IF there is one person the new crop of tennis players can learn from, it is former mixed doubles Grand Slam champion Matt Ebden.
The Australian No. 6 is recuperating from a leg injury and working towards Wimbledon next month back on the courts at his local club Wembley Downs.
Speaking about recent controversy surrounding Nick Kyrgios and Bernard Tomic, Ebden said he supported the firm stance Tennis Australia and the Olympic committee had taken.
“I tell him how it is when I speak to him (Tomic). I give him some hassle for the things he does and I give him some love for things he does too; we’re pretty good friends and have been for a long time,” he said.
“Probably in tennis we’ve been guilty in the past 10 to 15 years of being a little bit lenient on poor behaviour.
“It’s never a perfect world, but I think it is good the Olympic committee does seem to have a firm stance and there should definitely be a strong code of morals and ethics.”
The former Hale School student said spending a few weeks at home made for a nice change from a life on tour.

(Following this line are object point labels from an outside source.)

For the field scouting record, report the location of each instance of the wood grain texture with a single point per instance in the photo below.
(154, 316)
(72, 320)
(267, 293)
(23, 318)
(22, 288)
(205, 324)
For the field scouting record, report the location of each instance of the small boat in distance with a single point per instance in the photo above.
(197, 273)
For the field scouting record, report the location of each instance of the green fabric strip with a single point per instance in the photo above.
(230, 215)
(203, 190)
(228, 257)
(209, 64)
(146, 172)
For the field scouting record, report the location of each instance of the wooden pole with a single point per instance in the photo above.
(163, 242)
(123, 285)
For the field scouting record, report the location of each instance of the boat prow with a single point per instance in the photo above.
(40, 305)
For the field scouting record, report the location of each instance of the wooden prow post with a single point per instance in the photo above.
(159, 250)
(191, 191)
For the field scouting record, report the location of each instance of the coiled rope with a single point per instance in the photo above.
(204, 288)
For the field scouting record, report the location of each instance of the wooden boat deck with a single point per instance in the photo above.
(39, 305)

“I played the Australian Open in January, I had the leg problem then and then I played a few tournaments in February in the States, but it wasn’t quite right so I’ve spent the last few months seeing doctors and physios at the WA Institute of Sport,” he said.
“The strength and conditioning coach has helped me with all my rehab and the sports doctors have been helping me tremendously.
“My goal is to try and be ready for Wimbledon which is just over a month away so hopefully I can get over to the UK in the next few weeks and be ready for that.”
Coming from a long line of tennis players, Ebden said he played tournaments at the age of six.
“Since I could walk basically I was hitting a ball against a wall while they were playing on the weekend,” he said.
“For me, it was what I wanted. I love the pressure of competition. But going pro has meant a lot of sacrifice, time and a lot of travel time away from family and friends.”
Recently made an honorary member of Wembley Downs Tennis Club, Ebden said he had spent much of his childhood on the courts at his local club.
“I’ve done many off-season training sessions here, up to six hours a day every day on these courts,” he said.
“(I’ve probably spent) over a thousand hours here, so lucky I’m not paying court hire by the hour.”
“I’m not here very often these days, so it’s nice to be recognised and made to feel very warm and welcome by residents and players.”